Wednesday, January 04, 2006

Threat of China's Economy

By Frank Ching
The Chinese economy, which has been growing at about 9 percent a year, took a big leap forward last week when the government announced that, as a result of a year-long national economic survey, it had revised its GDP upward to about $2 trillion for 2004, an increase of 16.8 percent, making the economy the sixth largest in the world, overtaking Italy.
Given the higher base for 2004, it appears highly likely that when the final figures for 2005 come in, China will have overtaken France and Britain as well, to become the world’s fourth largest economy, after the United States which last year registered a GDP of $11.7 trillion, Japan and Germany. In purchasing power parity terms, China is already the world’s second largest economy, exceeded only by the United States.
On a per capita basis, however, China is still a poor country. Li Deshui, head of the National Bureau of Statistics, said at a news conference last Tuesday that although the revised figures resulted in a considerable increase in total GDP, on a per capita basis, China still ranked only about 100th in the world. Using International Monetary Fund figures, China ranks 107th while the World Bank says China ranked 134th in income per person in 2003.
In fact, China’s per capita GDP is only 3.6 percent that of the United States and 4 percent that of Japan. The Chinese economy overall in 2004 was only 16.6 percent that of the United States.
Mr. Li emphasized that China was still a developing country, with 100 million peasant farmers and more than 20 million city dwellers roughly 10 percent of the population still struggling with poverty.
Interestingly, the revised figures show that the country had previously grossly undercounted its service sector. The revised figures for 2004 showed that the service sector including real estate, transportation and restaurants accounted for 40.7 percent of the economy, not 31.9 percent as previously reported. The increase in service output accounted for 93 percent of the total GDP increase.
“The revised statistics show that China’s economic structure is more reasonable and healthy than the previous figures showed,” Mr. Li said at the news conference. He explained that China had long used the Material Product System to calculate GDP. This method was developed under the centrally planned economic system and resulted in “very weak” figures for the service sector.

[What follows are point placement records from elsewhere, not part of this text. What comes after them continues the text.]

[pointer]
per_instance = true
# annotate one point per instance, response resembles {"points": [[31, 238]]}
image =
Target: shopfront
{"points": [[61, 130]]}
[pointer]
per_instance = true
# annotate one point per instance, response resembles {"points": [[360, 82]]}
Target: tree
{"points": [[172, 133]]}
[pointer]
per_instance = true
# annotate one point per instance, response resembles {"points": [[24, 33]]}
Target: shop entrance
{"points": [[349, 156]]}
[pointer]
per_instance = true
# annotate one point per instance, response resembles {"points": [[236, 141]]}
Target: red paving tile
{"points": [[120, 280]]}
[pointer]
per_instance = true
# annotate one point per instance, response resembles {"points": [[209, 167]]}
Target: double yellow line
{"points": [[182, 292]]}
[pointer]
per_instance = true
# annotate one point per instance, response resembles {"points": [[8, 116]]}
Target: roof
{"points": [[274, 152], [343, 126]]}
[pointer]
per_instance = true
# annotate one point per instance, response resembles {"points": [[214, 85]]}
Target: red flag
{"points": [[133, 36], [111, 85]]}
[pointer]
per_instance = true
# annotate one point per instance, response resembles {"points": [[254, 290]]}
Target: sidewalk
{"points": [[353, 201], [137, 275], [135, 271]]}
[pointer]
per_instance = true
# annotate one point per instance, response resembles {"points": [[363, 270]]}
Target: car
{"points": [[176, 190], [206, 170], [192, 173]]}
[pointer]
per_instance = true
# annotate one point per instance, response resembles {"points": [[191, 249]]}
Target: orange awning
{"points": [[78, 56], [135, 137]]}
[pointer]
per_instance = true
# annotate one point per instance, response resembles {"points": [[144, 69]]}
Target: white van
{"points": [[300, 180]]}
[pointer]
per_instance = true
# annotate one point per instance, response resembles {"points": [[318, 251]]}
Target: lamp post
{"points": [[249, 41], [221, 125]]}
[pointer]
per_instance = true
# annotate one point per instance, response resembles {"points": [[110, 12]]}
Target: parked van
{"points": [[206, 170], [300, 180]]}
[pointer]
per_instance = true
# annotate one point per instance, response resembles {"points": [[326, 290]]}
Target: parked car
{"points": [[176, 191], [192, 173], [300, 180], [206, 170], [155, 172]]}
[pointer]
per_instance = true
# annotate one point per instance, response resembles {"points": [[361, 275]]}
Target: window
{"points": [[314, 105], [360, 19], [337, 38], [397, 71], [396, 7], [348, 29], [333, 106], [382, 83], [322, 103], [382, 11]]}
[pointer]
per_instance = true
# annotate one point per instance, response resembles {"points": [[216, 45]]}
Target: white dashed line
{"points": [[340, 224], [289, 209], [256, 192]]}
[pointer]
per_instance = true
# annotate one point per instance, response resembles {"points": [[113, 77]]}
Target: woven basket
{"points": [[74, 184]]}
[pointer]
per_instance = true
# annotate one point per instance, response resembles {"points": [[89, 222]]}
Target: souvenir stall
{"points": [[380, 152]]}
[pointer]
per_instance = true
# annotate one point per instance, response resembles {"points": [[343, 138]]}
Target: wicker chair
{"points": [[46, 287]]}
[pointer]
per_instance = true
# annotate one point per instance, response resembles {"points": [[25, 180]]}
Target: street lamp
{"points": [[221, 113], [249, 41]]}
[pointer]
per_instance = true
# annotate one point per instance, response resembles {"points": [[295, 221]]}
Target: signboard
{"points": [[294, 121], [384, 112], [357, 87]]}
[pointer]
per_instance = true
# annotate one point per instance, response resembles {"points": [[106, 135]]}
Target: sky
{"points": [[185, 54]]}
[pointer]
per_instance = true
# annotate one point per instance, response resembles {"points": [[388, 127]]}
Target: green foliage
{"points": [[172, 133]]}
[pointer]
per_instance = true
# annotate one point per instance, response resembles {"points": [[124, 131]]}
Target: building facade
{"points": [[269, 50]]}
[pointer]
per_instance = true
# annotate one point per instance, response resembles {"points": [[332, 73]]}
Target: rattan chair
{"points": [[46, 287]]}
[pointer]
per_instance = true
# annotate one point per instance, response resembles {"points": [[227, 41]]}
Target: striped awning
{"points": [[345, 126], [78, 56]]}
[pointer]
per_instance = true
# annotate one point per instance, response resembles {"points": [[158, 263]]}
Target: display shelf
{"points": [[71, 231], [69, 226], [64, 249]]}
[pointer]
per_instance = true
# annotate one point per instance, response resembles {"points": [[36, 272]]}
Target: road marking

The new figures have been widely accepted by outside analysts, many of whom have long said that China has been underestimating the size of its service sector. The new figures show that agriculture, instead of accounting for 15.2 percent of the economy, accounted for only 13.1 percent. The share of industry (including manufacturing and mining) fell from 52.9 percent to 46.2 percent, leaving a very sizeable service sector.
As a result, economists said, China actually has a more “ordinary” economy than was previously thought to be the case. Now, there is less concern about the danger of overheating or that investment rates were too high vis-a-vis the size of the economy. There has been concern that China was investing too much and consuming too little and that the growth rate was unsustainable in an unbalanced economy. The new figures go far to ameliorate such concerns.
Apparently to allay concern that its new GDP ranking will spur a new round of “China threat” speculation, two days after the GDP announcement, Beijing released a white paper entitled “China’s Peaceful Development Road” in which the government made a “solemn promise” that its growing power will never become a threat to other nations.
The 32-page document said “peaceful development” is the inevitable way for China’s modernization, and declared that China’s goal was to build a harmonious world of sustained peace and common prosperity. “China did not seek hegemony in the past, nor does it now, and will not do so in the future when it gets stronger,” the document said. “China’s development will never pose a threat to anyone.”
The sudden jump in the country’s GDP ranking will almost inevitably spur concern about a rising China. It is also likely to fuel calls for Beijing to increase the value of its currency, which critics say is too low and so gives its exports an unreasonable advantage.
If so, it would be unfortunate because China should be encouraged to be more open and to adopt methods of calculations that are used by the rest of the world and to present an accurate picture of the size and composition of its economy rather than to engage in obfuscation.